Collision-free robotic manipulation: a review and bibliometric analysis
Martinez Peral, F.J.,Ferez Rubio, J.A.,Mronga, Dennis,de Gea Fernández, José,Segura Heras, J.V.,Perez Vidal, C.
International Journal of Systems Science   (2025)
Ed. Taylor & Francis  ISSN:0020-7721  DOI:https://doi.org/10.1080/00207721.2025.2547392

Resumen:

This study presents a comprehensive review and bibliometric analysis of collision-free robotic manipulation, a key area for ensuring safety and optimising efficiency in advanced robotics. A data set was collected from the Web of Science Core Collection (2014–2024) and subjected to analysis, with 169 articles, with the aim of identifying emerging trends, key contributions and global collaboration patterns.
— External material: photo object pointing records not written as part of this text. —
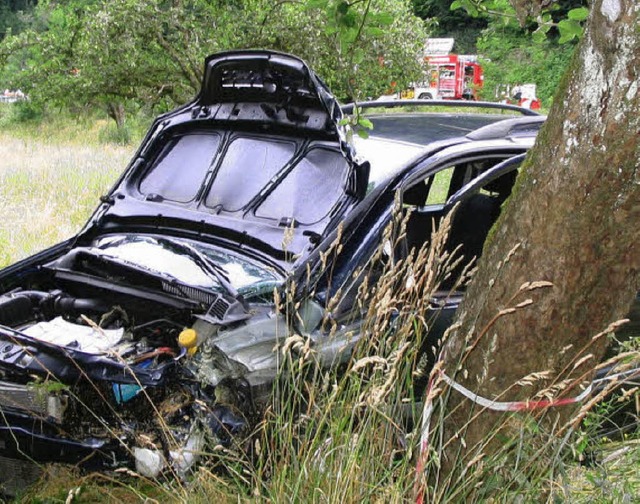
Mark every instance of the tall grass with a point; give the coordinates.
(48, 190)
(349, 433)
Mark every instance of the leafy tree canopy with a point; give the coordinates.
(130, 52)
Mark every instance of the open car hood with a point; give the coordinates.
(268, 87)
(258, 159)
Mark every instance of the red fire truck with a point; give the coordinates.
(449, 77)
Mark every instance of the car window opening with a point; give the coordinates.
(474, 216)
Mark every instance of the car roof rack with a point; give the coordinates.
(349, 107)
(519, 126)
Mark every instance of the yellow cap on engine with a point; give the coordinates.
(188, 339)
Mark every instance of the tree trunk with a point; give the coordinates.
(115, 110)
(573, 223)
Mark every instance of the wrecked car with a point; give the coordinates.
(154, 328)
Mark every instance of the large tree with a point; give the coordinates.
(571, 228)
(120, 52)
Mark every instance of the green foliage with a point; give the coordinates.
(511, 56)
(124, 53)
(457, 24)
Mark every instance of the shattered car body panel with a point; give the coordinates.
(155, 330)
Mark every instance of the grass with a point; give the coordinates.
(341, 436)
(48, 190)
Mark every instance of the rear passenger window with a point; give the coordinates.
(440, 187)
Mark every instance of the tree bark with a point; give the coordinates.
(572, 222)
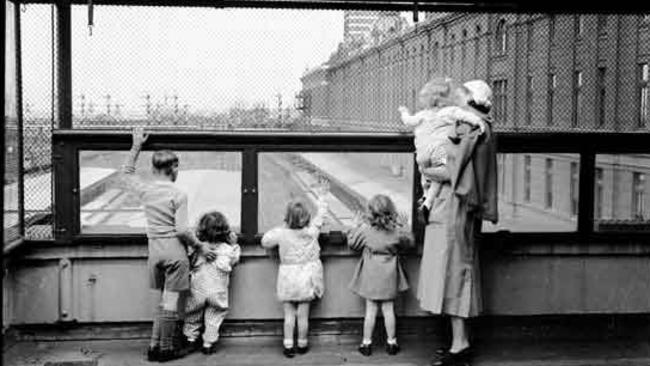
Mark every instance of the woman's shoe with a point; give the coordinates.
(170, 354)
(461, 358)
(365, 349)
(289, 352)
(392, 349)
(209, 350)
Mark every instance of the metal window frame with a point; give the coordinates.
(67, 142)
(20, 238)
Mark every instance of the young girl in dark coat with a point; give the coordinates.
(379, 276)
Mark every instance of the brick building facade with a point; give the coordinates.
(548, 72)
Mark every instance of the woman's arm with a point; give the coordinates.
(438, 173)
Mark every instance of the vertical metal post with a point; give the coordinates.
(249, 193)
(586, 192)
(19, 115)
(63, 75)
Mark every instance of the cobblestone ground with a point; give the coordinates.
(331, 350)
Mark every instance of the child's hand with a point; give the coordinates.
(139, 138)
(232, 238)
(357, 220)
(402, 219)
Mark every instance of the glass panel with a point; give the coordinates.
(212, 181)
(11, 227)
(354, 178)
(622, 192)
(537, 193)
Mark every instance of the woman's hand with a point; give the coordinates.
(139, 137)
(232, 238)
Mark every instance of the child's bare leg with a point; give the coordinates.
(303, 323)
(369, 321)
(387, 309)
(289, 323)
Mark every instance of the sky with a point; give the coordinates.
(209, 58)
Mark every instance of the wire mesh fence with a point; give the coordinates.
(38, 112)
(325, 71)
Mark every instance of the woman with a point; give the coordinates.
(449, 273)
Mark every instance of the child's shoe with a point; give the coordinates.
(392, 348)
(289, 352)
(365, 349)
(302, 350)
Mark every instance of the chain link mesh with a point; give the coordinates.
(323, 71)
(36, 42)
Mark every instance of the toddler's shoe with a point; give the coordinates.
(153, 353)
(365, 349)
(289, 352)
(170, 354)
(392, 349)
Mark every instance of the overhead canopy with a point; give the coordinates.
(547, 6)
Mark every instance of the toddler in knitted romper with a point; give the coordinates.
(434, 126)
(207, 304)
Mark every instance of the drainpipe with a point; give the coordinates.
(65, 290)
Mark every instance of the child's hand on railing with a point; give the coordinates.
(139, 137)
(358, 220)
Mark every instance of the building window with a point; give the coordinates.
(500, 88)
(601, 96)
(573, 188)
(550, 96)
(602, 24)
(529, 99)
(577, 97)
(598, 204)
(548, 201)
(638, 192)
(579, 24)
(501, 38)
(644, 95)
(527, 177)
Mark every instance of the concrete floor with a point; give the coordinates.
(330, 350)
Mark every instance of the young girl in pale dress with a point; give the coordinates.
(379, 276)
(300, 275)
(442, 103)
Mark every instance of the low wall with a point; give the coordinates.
(95, 284)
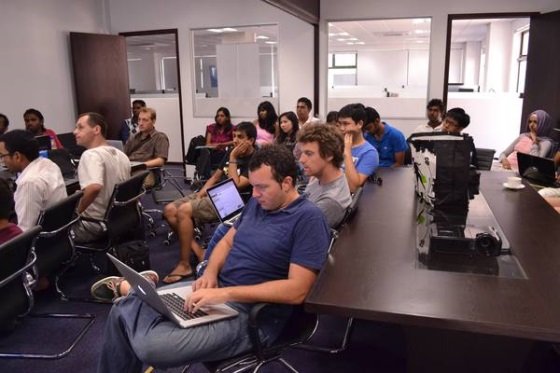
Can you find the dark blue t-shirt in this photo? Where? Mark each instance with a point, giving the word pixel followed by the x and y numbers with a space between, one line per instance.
pixel 267 242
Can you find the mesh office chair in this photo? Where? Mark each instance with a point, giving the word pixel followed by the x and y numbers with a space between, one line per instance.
pixel 18 258
pixel 348 216
pixel 55 246
pixel 122 222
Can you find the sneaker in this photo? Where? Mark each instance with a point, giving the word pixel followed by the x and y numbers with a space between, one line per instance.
pixel 108 289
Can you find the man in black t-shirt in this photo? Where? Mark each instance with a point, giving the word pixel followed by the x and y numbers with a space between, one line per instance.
pixel 196 209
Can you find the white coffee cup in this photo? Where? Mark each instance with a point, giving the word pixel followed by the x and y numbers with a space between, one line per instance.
pixel 514 181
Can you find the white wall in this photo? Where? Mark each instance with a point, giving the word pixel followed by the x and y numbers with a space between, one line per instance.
pixel 295 53
pixel 36 68
pixel 488 118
The results demonstrate a steady increase in scientific output and identify four research clusters: collision avoidance in robotic systems, trajectory planning and optimisation, reinforcement learning and autonomous planning, and collaborative robotics and safety. These clusters illustrate the convergence of advanced techniques such as trajectory planning, optimisation algorithms and autonomous learning. This highlights their influence on both industrial applications and collaborative environments. This study provides a comprehensive overview of the research landscape, facilitating a deeper understanding of the field and fostering interdisciplinary collaboration.